Before this article triggers your midlife crisis, let me clarify that it’s not all doom and gloom: millennials have had a positive influence on the working world. A few months before the pandemic, a piece in The New York Times entitled Young People Are Going to Save Us All from Office Life explained that my generation is more likely to work for (and run) companies that offer flexibility and a good work-life balance. Since then, Covid has upped the ante, with most employers embracing remote working. As we go into middle age, then, it’s likely that we’ll be able to spend more time at home than our parents did, and more time with our children, too.

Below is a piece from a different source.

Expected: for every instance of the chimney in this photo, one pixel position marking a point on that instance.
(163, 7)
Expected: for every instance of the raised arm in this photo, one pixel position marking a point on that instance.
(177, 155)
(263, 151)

That’s if we have kids, which I don’t yet. Another study by the ONS found that 49 per cent of women born in 1989 remained childless by their 30th birthday, compared with 38 per cent of their mothers’ generation and 21 per cent of their grandmothers’. “At my age my parents were in the thick of parenting. I was a teenager when they turned 40,” says Muireann, 37. “My husband and I hope to become parents in the next year, but it’s strange, because if we’re so much older, then we should be more stable financially, but we’re not. I do think, though, that we’re probably more emotionally mature and more prepared.”
In fact millennials are said to be the most anxious and stressed generation — but we’re good at talking about it. “The rates of diagnosis of anxiety and other issues are much higher than generations before, but then we weren’t always looking for some of these things,” Petersen says. “Often, earlier generations didn’t seek a diagnosis — they just dealt with it alone. So it makes me hopeful that we now use words like ‘burnout’. You can’t address any of these things until you embrace talking about them.”
Our sensitivity may have earned us the nickname “snowflakes”, but it has also helped to break down stigma and encourage a culture of seeking help. I suspect millennials have also benefited from those coming up behind us: the world-weary cynicism we inherited from Gen X has been corrected by the world-changing energy of Gen Z. At the start of the #MeToo movement in 2017, for example, it felt revelatory that, no, we didn’t have to accept being groped and harassed; after all, we had been told this was an unavoidable fact of life.
“I think that is a very older-millennial attitude,” says Petersen. “A lot of ideas were passed down to us. But things began to change as we grew into adulthood, from acceptance of LGBTQ rights to the current iteration of feminism. When I was in college, no one called themselves a feminist. That has been a real shift.”
It’s easy to forget that, in the two decades since older millennials hit adulthood, the world has changed in positive ways. Just rewatch 2001’s Bridget Jones’s Diary, a film in which Bridget tolerates having her bottom patted and breasts stared at by colleagues and uncles alike; it’s unthinkable that the film would be written this way today. Similarly, the push to protect the planet has transformed what we consider possible — would we have believed, if you had told us in 2000, that plastic bags would no longer be free, smoking indoors would be reviled and we would be taking our own cups to the coffee shop?
Millennials have had a rocky youth, peppered with global crises and political clashes, but maybe we’re wiser and more resourceful for it, and better equipped for whatever comes next. As Petersen and I stare together down the barrel of 40, she sounds a final note of optimism. “We’re coming into middle age with a new understanding of what is possible in the world, so what other things can we change?” she says. “That’s what’s really exciting.”